Kale Wontons

Kale Wontons

Sneaking superfoods into crispy goodness

One of my favorite games is hiding healthy superfoods inside ridiculously unhealthy packages. Then I eat the whole thing with reckless abandon all the while pretending that it's 100% good for me. This sort of self-delusion is pervasive and stubborn and applies to most things I like putting in my face. Blueberry pie? Healthy. Got blueberries in it. Banana bread? Healthy. Bananas. Potassium. Even the gooiest, most sugary chocolate cake has got eggs in it, and eggs are good for you, especially if you buy the Omega-3 enriched kind. It's not a diabetes bomb, it's an Omega-3 cake. Healthy. 

But some superfoods are tricky to sneak in to palatable menu items. The one I've been struggling with the longest is kale. I want to like it so badly. It's a dark, leafy green packed to the brim with nutrients and all sorts of things that keep me alive. It even looks cool, all bunched up in wrinkly clusters. It's the most structurally integral green, making spinach and chard look like weak, floppy has-beens. But that taste--that taste is so darn strong.

And not good-strong, like garlic or romaine. It's oddly bitter. As far as the greens family goes, kale is that awkward cousin that hangs around its more socially competent relatives but never quite gets their jokes. It can't compete with the delicate sweetness of bok-choy or the easy salad compatibility of baby spinach. I've tried cooking it, I've tried blending it into smoothies, I've tried making chips out of it. It never quite loses that hard, scraping bite that makes it stand out from all its surrounding flavors.

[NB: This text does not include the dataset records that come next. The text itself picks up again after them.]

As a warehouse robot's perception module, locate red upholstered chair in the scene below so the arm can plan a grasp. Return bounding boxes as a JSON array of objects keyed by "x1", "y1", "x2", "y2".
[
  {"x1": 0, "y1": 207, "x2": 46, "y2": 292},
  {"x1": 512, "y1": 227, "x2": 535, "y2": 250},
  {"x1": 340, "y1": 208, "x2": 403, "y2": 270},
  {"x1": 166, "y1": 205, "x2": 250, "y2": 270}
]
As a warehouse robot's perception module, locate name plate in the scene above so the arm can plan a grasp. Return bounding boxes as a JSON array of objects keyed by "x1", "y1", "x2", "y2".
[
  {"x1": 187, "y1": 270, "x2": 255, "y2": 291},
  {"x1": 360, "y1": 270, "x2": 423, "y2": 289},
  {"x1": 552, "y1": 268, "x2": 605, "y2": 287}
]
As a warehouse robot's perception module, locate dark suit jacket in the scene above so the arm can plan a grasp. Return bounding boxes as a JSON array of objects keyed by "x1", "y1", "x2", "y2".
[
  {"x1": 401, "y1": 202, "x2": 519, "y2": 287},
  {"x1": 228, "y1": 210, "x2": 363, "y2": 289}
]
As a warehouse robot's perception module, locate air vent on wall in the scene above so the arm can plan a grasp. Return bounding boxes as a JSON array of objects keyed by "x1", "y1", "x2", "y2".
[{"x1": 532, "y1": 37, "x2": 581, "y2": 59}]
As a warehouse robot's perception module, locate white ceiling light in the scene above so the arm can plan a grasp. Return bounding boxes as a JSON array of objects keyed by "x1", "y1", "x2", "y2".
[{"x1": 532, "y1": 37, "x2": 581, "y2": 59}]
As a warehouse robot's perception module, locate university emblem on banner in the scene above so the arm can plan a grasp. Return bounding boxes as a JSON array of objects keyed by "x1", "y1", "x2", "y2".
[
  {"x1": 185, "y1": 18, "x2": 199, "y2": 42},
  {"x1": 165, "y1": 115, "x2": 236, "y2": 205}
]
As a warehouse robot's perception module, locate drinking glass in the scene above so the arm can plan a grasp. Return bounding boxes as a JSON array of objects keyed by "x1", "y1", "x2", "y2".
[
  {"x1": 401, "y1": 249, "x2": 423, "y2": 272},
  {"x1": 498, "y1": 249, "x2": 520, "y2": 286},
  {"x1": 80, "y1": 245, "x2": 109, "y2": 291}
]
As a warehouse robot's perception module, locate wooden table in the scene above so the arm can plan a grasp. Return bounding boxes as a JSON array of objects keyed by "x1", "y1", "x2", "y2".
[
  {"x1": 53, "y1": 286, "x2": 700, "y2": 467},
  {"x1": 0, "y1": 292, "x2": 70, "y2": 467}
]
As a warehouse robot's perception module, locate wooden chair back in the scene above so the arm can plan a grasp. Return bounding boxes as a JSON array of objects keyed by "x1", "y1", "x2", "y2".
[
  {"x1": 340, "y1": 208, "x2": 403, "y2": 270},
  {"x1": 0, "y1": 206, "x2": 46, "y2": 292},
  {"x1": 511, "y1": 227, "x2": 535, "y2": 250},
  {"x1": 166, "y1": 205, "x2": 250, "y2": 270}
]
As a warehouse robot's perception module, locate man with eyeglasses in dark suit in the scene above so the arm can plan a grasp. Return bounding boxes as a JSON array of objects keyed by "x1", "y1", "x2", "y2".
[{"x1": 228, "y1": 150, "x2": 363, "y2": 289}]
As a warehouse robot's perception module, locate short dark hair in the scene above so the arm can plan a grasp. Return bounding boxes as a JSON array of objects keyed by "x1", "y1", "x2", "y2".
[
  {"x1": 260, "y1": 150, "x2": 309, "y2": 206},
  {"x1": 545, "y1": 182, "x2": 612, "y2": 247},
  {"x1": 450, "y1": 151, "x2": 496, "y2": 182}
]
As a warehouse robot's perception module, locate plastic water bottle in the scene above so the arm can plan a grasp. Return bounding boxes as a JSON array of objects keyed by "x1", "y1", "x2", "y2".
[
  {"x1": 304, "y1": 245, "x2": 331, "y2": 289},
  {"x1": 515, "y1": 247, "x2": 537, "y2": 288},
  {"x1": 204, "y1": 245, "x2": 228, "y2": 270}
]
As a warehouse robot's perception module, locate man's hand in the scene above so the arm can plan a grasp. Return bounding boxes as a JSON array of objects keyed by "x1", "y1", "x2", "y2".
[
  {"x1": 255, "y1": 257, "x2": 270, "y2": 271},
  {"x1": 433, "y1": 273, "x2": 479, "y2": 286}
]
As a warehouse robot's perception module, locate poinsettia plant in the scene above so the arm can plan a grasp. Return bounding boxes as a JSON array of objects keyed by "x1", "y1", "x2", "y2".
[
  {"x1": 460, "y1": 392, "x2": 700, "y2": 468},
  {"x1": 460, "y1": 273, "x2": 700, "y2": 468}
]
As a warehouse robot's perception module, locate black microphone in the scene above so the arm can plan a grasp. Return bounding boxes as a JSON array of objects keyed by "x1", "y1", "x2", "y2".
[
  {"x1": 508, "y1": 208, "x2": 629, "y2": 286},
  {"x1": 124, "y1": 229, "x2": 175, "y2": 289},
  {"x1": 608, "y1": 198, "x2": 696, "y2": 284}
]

But I wanted to eat it somehow, if just to prove that I could. And so while scouring my nearly barren fridge after a week-long vacation, I came up with a plot not only to use up the odd items I had left over, but to make kale delicious. Thus a devious scheme arose: I was going to make kale wontons, dammit.

I was inspired in no small part by the abundance of wonton wrappers I had lying in the back of my fridge. There was a 2-for-1 special at Jewel when we were making salmon wontons and we got carried away. With possibly hundreds of leftover wrappers, I had to do something to ensure my bargain purchase did not go to waste. And so I embarked upon frying kale into something so crispy and delicious I would never even recognize it.

Not by itself, of course. Wontons filled purely with kale would be a little ick. What I did was this: I sauteed the green in a little oil to soften it, then shredded it to oblivion. No more stiff veiny architecture, just an oily green pulp. I then mashed it in a bowl with some room-temperature cream cheese--also leftover from our previous wonton adventures. In a perfect world, I probably would have used goat cheese, but I was in scrounge mode. I gave it a splash of lemon and a little salt and I had my filling. I spooned it into wrappers, folded them over, and pan-fried them in some olive oil (which in retrospect was too heavy for frying--I'd use coconut or soybean oil next time). The result? Not bad at all. Granted, I started with some fairly mild kale, but I do think even its typically obnoxious flavor would do nicely fried to a crisp alongside some chevre. I'd improve my ingredients if I were to redo the recipe for real and not just as a fridge emptying technique, but for a foray into undocumented recipe territory, I'd say it was pretty damn tasty.